Monday, February 22, 2010


Hopefully, we would never put a sign up in our stores barring anyone from entering. but because of the level of service, or lack thereof, a lot of establishments do just that. They are saying "Keep Out" or "you're not appreciated here" or "I have a list of things to do a mile long so don't bother me with useless questions today."

It's sad to say that those people just don't get it. And probably never will. But due to their inability to keep a well maintained store they are silently delivering a message of Keep Out!

Today I had a lot on my list of things to do. It was payroll Monday. Got that done first thing this morning. Then I have paperwork to complete totalling last week's sales. There's still some shipment to get put out. There were plan-o-gram revisions that needed to be done. There are sections that have to be moved which involved about moving three other sections before I could get to the main one. Then there are the customers that come in and interrupt the flow by asking so many questions. Plus, I was training someone on the new register system we have. The landscaping company for the shopping center was doing some maintenance in the common areas of the parking lot. This was stirring up a lot of dead grass and leaves which the customers kept tracking into the store. This meant they were getting the rugs and the floor dirty (after I had swept twice this morning). Then the phone calls started. Customers, other stores, vendors, telemarketers . . . . it went on like this all day today. I should have just put the KEEP OUT sign on the door and left for the day.

But I didn't. I answered questions while training. I sincerely thanked my customers for their loyalty. I swept the rugs multiple times today (and should have once more at closing). I answered each phone call. I got most of the sections moved. I took out trash. I served the customers. In all of this, I had the "Welcome" mat out instead of the "KEEP OUT" sign posted.

As busy as you may get with all of the activities of the day, do you still have your welcome mat out?

Friday, February 19, 2010

The Usual?

I went to one of my favorite lunch spots recently. This place has the best chicken salad sandwich on the planet as far as I'm concerned. I have been going there off and on for the last 22+ years. . . almost half my life (so far!).

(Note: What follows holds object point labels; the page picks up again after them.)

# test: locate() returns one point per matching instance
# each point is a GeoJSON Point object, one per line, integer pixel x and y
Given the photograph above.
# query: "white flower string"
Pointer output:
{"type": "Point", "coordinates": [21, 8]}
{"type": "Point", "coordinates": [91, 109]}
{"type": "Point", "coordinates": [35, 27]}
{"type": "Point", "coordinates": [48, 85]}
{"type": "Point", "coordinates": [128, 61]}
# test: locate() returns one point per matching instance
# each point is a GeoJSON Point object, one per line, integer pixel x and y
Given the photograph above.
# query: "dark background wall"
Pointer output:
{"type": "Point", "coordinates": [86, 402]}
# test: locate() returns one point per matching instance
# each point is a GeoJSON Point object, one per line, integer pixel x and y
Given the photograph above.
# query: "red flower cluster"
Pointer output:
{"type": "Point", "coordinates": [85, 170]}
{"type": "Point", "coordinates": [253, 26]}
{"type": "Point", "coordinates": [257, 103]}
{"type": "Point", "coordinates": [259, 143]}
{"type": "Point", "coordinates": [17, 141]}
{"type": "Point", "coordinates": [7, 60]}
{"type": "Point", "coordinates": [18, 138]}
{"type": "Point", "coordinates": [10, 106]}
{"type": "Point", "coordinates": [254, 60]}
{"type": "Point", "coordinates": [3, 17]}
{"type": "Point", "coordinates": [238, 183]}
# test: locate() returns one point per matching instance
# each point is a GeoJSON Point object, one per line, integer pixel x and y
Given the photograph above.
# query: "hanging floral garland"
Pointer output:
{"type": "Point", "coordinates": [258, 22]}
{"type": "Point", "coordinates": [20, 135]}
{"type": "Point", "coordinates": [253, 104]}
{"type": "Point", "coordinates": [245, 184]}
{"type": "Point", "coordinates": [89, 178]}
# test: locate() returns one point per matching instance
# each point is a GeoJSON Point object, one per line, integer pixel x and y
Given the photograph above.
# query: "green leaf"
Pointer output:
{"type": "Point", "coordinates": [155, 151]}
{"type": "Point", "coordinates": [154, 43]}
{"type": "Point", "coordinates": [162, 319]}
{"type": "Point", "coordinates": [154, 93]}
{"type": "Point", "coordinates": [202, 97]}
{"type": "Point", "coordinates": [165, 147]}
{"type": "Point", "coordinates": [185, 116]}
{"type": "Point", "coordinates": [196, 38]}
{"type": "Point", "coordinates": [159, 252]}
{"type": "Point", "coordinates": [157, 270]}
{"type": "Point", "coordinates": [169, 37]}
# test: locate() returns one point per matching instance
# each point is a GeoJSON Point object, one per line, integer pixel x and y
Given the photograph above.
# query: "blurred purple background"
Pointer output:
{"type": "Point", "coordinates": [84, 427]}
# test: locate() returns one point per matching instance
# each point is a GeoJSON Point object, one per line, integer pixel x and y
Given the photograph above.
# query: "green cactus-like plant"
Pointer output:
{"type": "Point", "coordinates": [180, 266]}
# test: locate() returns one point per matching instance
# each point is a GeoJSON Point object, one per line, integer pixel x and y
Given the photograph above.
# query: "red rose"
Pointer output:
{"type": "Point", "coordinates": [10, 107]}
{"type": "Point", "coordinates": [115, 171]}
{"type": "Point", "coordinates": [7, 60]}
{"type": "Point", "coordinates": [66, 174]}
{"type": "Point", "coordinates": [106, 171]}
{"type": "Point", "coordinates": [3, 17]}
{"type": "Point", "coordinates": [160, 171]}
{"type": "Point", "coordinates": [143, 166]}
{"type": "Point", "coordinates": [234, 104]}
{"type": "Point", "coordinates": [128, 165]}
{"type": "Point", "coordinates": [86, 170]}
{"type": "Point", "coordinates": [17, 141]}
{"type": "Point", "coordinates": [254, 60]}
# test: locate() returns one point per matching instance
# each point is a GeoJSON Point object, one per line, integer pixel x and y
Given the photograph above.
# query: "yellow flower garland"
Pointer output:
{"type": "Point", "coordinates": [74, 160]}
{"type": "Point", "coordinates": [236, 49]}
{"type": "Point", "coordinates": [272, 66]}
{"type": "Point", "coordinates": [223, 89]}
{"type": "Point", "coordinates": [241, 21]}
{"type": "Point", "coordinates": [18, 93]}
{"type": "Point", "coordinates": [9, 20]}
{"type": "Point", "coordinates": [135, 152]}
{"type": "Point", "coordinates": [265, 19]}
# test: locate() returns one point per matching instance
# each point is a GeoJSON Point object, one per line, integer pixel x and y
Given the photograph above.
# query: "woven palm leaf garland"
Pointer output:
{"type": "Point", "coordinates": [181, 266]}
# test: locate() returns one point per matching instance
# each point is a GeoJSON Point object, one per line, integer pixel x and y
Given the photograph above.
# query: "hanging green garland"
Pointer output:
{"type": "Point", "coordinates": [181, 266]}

While I was eating, several regulars came in. How did I know they were regulars? The lady behind the counter taking orders immediately called them by name. I have no idea if that was because they were neighbors or because they also frequented this restaurant regularly. Either way, she asked them if they wanted their usual. Everyone of them said yes. She proceeded to write down their orders on a pad and repeated it back to them for accuracy. She got them all correct. Bonus for her!

After observing this, I immediately thought of the tv show "Cheers" and whenever Norm walked in, everyone shouted his name and his beer was waiting for him at his usual seat.

Most of us can see the good in this. Right? What I observed was great customer service. How many of us can call our customers by name and have their products waiting for them at the counter? Sure we have a few who get their usual products and are easy to remember because they get the same product(s) every time they come in.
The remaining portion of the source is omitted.